Bonus Roundup: NC Proposal Would Raise Age for Juvenile Prosecution from 16 to 18; Illinois Sticker Shock Campaign Addresses Adults Buying Alcohol for Teens; and More
There's so much going on, I had to post another news roundup this week:
- A proposal in the North Carolina legislature would raise the age at which juveniles can be prosecuted from 16 to 18 -- a welcome sign. Numerous editorials have appeared in state papers in recent weeks -- like the one published by Bart Lubow of the Juvenile Detention Alternatives Initiative -- in favor of such a change.
- Illinois teens and adults recntly conducted a "Sticker Shock" campaign, according to Join Together. The campaign uses stickers and posters in cooperating liquor stores to remind adults that providing alcohol to minors is illegal. (Tip: interesting reader comments follow the story.)
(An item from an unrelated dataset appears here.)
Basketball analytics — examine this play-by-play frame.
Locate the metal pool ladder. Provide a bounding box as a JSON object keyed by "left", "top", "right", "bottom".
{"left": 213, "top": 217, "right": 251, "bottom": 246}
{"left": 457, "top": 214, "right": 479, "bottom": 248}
- Fortunately, a recent survey by the Partnership for a Drug-Free American found that many parents are already aware of the dangers of prescription drug abuse by teens.
- Researchers at the University of California at Irvine are using text messages in a bid to learn more about pre-teen alcohol drinking patterns.
- Anyone interested in taking part in the Faces and Voices of Recovery rally in New York on September 12, 2009 can apply to be a delegate, according to Join Together. Being a delegate means you're willing to share the story of your recovery, participate in the huge procession across the Brooklyn Bridge, and you get your airfare and hotel paid ... Applications are due May 15th. Don't know if there are provisions for it, but wouldn't it be great to have teens participate?